Question :
I’ve started working with an application that has an usual design:
In addition to the tables that contain the actual data, there is one metadata table that contains all the information about the other tables: their names, their columns, which columns link them to which other tables, and so on… all in a single table.
The application mostly queries this table to figure out how to query for other entities, how to query or update related tables, how to insert, delete.
The result of this is that the application’s data access code is quite generic. Most of the data access functions just take a few parameters which represent the names of things (concrete tables and columns) to look up in the metadata table.
The main drawback, as far as I can tell is that when the schema changes, the concrete structures and the content of the metadata table need to be kept in sync or the application could break, although it seems that the metadata table is generated from a custom-written script that also creates/alters the other tables. Maintenance of that script and the original data model is another concern.
I also have to consider that this data access component may either replaced or preserved for new applications. If it were to be replaced, it would probably be with something more “normal” like hibernate or some other framework.

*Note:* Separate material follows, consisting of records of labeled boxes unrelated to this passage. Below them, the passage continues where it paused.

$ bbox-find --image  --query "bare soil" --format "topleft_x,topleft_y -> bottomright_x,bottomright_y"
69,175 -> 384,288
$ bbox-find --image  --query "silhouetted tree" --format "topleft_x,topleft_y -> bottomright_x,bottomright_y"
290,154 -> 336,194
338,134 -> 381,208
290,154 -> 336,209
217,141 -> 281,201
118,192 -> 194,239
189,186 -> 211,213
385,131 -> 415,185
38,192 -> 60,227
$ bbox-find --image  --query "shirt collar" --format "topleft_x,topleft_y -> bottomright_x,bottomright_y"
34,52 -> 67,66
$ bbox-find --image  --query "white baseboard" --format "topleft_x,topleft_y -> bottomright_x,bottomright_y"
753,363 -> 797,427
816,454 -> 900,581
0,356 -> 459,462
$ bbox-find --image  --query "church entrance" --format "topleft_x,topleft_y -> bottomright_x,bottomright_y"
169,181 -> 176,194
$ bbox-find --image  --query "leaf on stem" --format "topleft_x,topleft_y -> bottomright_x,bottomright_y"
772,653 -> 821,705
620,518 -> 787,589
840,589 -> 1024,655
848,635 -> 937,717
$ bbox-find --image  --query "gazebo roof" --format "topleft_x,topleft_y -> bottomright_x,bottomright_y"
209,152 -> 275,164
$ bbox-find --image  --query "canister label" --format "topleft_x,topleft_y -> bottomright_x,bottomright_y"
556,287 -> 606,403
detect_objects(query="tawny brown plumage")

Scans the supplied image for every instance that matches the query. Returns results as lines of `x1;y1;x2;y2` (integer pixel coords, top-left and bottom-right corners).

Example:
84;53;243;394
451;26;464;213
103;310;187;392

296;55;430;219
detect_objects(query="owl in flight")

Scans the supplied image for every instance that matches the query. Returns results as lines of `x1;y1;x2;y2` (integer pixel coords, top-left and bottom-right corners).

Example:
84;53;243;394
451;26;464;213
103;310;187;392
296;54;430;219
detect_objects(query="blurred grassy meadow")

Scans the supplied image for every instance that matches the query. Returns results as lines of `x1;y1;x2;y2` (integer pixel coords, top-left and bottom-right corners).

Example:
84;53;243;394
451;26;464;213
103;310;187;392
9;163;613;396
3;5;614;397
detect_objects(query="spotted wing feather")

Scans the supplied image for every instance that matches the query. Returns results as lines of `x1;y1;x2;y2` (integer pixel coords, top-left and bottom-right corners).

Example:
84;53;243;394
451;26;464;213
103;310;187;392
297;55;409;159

I’m quite torn on which way to go since the current code, while a little odd-looking, seems to work fine.
Are there any hidden advantages/disadvantages that I might have missed that might help me make a decision?
Actually, what is this design pattern even called, in case I want to look up other implementations of it? I don’t think I’ve ever seen anything like it before, I don’t really know what to call it or how to research it.
Answer :
I believe this is called a “Big Ball of Mud”. The not so hidden disadvantage is the system appears to have done away with normalization of the data model for the metadata. This is likely lead likely lead to inconsistencies over time. However, it is possible that the script you described, just rebuilds it from the database’s metadata.
All the databases I have worked with, have a nice normalized data structure for the meta data in place of the single metadata table you are describing. This involves the appropriate tables for the appropriate metadata. Most cache the query and resulting optimized execution plan for recently used queries.
If the code is figuring out the required to query on the fly, by querying the metadata table, it is likely slower than it needs to be.
A query like select a,b,c from T, where d = ?
can be supported by a single query with a parameter. This also prevents SQL injection when someone enters a value like 1 or 1 == 1
. On a desktop application it may not be that serious, but many companies have learned how serious it can be.
There is a reason many developers use hibernate, Spring, and other data access layers. Some of these can build the database required to support the application, and also work with databases that have already been built.